Many authors have branched out into multiple genres over the years. Is there a particular genre of fiction that you have always wanted to tackle but, haven’t tried yet?
I have a fun time-travel series I want to write. I will write it when I’m done with my current series. Or maybe, I’ll start it in between books.
I also have ideas for a paranormal inspirational series, a Highlanders series, and even a contemporary. If only I could write faster.
If you could choose one historical/contemporary romance from your own or another author’s library of work to be made into a feature film which would it be and why?
Think knights rescuing damsels who don’t want to be rescued. Crafty, yet drop-dead, handsome villains, a crusty but endearing maidservant, and enough romance, betrayal and suspense to keep you perched on the edge of your seat biting your nails until you turn the last page.
Now that book would make a splendid feature film.
Tell us a little bit about the project you are working on now or share something about your newest or upcoming release(s).
I just released THE EARL’S ENTICEMENT, the third book in the Castle Brides Series. It’s the story of a feisty unconventional Scots noblewoman who imprisons a stuffy English earl in the dungeon of her family’s keep. Let’s just say Roark is none too pleased, even after Adaira releases him.
My new series, The Highland Heather, Romancing a Scot Series, I’m working on right now is a spin-off of the Castle Brides Series. The first book is finished, and I’m one third of the way done with the second.
There’s lots of writing ahead for me this summer.

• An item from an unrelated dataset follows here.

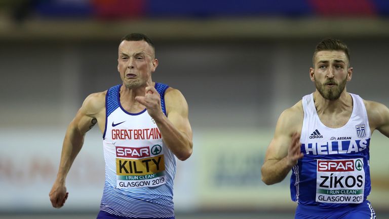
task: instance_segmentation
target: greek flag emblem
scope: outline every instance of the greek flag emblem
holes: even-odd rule
[[[366,132],[365,131],[365,124],[355,126],[357,129],[357,136],[358,137],[363,138],[366,136]]]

Not only do I have to finish the second book in the series, I have a Regency novella due in August and my contribution to a Viking/Highlander anthology is due in September.
Thank you so much for inviting me to be here today, Dayna.

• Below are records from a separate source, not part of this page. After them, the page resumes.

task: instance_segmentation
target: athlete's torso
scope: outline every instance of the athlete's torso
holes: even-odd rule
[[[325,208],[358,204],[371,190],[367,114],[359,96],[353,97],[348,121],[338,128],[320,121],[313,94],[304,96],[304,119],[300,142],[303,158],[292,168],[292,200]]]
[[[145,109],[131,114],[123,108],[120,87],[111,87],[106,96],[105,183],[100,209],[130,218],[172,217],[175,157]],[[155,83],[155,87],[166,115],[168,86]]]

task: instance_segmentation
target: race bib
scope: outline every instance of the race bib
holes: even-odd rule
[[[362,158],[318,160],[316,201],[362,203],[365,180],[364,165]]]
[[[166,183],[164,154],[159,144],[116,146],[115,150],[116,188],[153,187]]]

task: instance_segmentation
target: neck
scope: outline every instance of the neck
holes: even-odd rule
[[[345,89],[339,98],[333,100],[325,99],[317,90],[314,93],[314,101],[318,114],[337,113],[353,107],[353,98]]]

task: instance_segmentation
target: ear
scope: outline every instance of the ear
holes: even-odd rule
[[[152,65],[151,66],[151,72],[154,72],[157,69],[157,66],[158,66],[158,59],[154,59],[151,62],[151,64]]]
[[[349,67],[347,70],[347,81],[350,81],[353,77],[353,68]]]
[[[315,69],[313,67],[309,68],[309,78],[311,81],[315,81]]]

Thank YOU Collette, for joining us! ~Teresa S. & Dayna L.
Award-winning, Amazon best-selling, and multi-published historical romance author, Collette Cameron, has a BS in Liberal Studies and a Master’s in Teaching. A Pacific Northwest Native, Collette’s been married for thirty years, has three amazing adult children, and five dachshunds. Collette loves a good joke, inspirational quotes, flowers, the beach, trivia, birds, shabby chic, and Cadbury Chocolate. You’ll always find dogs, birds, quirky—sometimes naughty—humor, and a dash of inspiration in her novels. Her motto for life? You can’t have too much chocolate, too many hugs, or too many flowers. She’s thinking about adding shoes to that list.